OK we’re going to start with the E30 just doesn’t want to fold once it’s locked. I’ve had 3 other Atomi products and this one does not unlatch easily. It’s got a slightly different control latch than the others and I’m not sure if it’s an outlier or what but I’ve had to apply significant amounts of force to get the latch open so I could fold it.

The kickstand is a little further under the running board, meaning I generally have to tilt the unit to kick it. Not terrible but something I noticed.

The fold up hook on the running board straight up refuses to budge without placing a screwdriver underneath. This part feels like a tiny amount of lubrication will do the trick, and that might be the case as well with the front lock, but I’m reviewing these as I received them. This latch looks exactly like the e20, but this one is stiff.

Atomi E30 Kickscooter
Wiring is sticking out fairly far – could easily be tied down.

While I’m pretty sure that Atomi doesn’t manufacture the logic board here, there’s a feature that’s annoying and extremely noticeable on the 650 watt motor that if it’s struggling to move your weight up a hill it’ll do some sort of battery saver technique and shift you from performance down to something lower. I know it’s a battery life saver, but there’s very little warning that it’s happening and suddenly you find you have no acceleration and have to switch modes from eco to performance again.

Rear disc brake made noise out of the box / cleared up after one ride.

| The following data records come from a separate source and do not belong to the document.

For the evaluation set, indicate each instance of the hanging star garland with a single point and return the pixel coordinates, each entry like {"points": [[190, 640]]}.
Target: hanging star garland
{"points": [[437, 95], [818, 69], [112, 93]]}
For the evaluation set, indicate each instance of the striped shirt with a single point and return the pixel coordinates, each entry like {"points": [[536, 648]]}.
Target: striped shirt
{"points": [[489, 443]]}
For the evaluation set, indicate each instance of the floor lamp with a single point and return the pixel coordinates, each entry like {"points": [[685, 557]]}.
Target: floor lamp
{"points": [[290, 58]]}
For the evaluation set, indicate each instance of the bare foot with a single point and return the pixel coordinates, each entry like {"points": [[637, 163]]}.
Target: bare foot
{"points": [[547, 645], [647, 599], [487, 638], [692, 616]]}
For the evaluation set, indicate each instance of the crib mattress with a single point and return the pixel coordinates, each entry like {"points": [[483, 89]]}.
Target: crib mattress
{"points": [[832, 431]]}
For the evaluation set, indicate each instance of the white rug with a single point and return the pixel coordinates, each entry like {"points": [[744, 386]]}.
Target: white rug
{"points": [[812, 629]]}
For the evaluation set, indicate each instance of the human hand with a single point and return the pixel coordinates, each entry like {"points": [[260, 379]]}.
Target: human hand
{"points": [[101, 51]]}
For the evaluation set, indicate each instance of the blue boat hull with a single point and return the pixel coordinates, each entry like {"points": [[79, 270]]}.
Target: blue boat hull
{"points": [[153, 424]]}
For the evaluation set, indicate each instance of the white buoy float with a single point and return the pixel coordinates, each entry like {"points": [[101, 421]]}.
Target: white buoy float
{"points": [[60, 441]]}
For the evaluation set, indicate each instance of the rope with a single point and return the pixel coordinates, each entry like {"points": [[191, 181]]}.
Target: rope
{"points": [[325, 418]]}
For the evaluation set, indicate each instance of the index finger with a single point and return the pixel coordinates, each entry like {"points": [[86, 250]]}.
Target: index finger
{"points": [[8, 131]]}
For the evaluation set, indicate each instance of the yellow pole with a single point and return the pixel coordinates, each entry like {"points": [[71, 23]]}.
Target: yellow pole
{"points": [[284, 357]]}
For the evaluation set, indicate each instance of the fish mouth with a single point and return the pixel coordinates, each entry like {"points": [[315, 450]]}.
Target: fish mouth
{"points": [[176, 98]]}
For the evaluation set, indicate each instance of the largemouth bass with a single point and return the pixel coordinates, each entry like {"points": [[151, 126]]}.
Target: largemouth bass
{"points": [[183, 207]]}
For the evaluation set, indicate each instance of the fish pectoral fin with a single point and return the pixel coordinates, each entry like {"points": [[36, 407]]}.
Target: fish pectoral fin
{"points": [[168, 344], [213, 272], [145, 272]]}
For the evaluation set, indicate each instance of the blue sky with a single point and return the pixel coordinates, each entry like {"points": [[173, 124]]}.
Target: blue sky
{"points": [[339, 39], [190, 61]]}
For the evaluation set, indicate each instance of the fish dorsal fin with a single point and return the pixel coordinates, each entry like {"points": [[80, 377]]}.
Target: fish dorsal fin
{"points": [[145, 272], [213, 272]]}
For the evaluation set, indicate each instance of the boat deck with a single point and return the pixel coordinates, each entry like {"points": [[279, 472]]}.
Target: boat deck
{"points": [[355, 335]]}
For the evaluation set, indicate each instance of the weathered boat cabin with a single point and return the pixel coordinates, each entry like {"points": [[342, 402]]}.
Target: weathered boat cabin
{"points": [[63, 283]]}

I assume the brakes just needed working in.

Charger port is underneath the unit which generally means you have to get down on the floor to locate it. Really wish they’d innovate and put that charger on the pole or on top of the runner board. This is every scooter I have ever tested however.

The fun

Atomi E30 Kickscooter next to some rentals
Atomi E30 next to some rental scooters in Nashville

The above is what I didn’t like with the scooter, but the rest I’ve enjoyed. The frame build is superb, the motor is what any other 650 watt motor is (there’s not a whole lot of variance in these things,) and so far the batteries are holding up to provide a good ride.

I’m digging the 10 inch tires. These are one inch larger than the largest I’ve ridden on and they are smooth. They handle shock absorption extremely well and you just really feel how they hold the momentum when they get going. The larger tires tend to have a slightly slower start up due to torque, but if you kick off you probably are not going to notice it.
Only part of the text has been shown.